What does the contractor know that I don't?
cross-grain is probably ok from an
installation standpoint, but I think
the issue could be the final direction of
grain relative to the room. As I understand
it, the grain (and thus the boards) should
run parallel to the long wall in the room. If
the kitchen is square, then it may not be an
issue. I have also heard that the boards
ought to be run perpendicular to a wall that
has a window.
Putting down new flooring perpendicular to
the existing hardwood may violate these
esthetically pleasing rules of thumb.
You've made a good point. To satisfy aesthetics AND proper construction
technique, might require either the ripping up of the first hardwood
floor, or the laying down of plywood, which would cause that new floor
to ride pretty darn high!
I would want the old stuff ripped out. Will the increased height of the
floor bother them? Or the loss of ceililng height? One thing that will
certainly bug them is the counter tops will suddenly be 3/4 inch lower.
And so will the sink. This is the situation in my kitchen right now.
There is little substitute for the joys of doing something the hard way.

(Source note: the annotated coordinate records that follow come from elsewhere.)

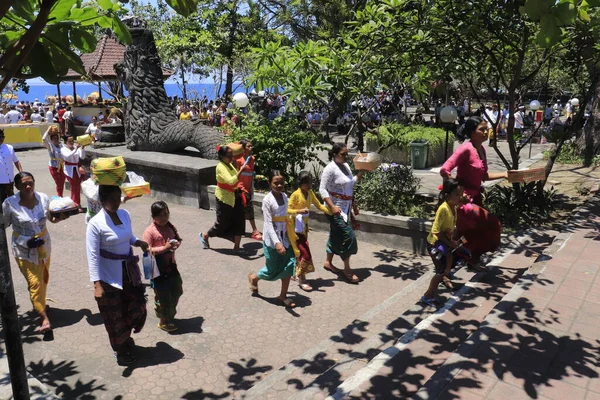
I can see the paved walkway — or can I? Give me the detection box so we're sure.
[0,142,584,399]
[318,195,600,400]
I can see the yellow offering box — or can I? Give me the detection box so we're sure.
[121,182,150,197]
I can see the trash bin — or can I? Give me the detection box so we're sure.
[410,140,429,169]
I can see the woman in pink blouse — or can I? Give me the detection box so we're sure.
[440,117,508,270]
[440,117,508,207]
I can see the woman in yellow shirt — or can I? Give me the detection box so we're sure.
[198,146,246,252]
[288,171,331,292]
[421,179,464,306]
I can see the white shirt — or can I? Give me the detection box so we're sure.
[0,143,19,183]
[60,146,85,178]
[4,110,23,124]
[2,192,51,264]
[262,192,290,249]
[85,208,138,289]
[319,161,357,214]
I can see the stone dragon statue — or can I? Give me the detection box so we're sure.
[114,18,223,159]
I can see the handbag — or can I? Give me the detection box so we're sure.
[142,251,160,279]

I agree, tear the old stuff out. If it isn't removed their will be
substantial problems. The base underneath will move seasonally. Seasonal
movement will affect how well the nails hold down the new floor, think of
how small of an area the nails are getting their purchase on in the new
floor, probably a little less than a 1/4 inch on the bottom portion of the
groove. The other problem is the greater height, you now have an additional
3/4 inch on top and the transition mouldings from the adjascent flooring
will be substantial. If the flooring guy suggested that your parents put
this down over the old floor, I would wonder why he was not inclined to
remove the old floor. Is he telling them what he thinks they want to hear?
Is he too lazy to remove the old stuff? Either way, I would be looking for
a second opinion and possibly a different floor guy.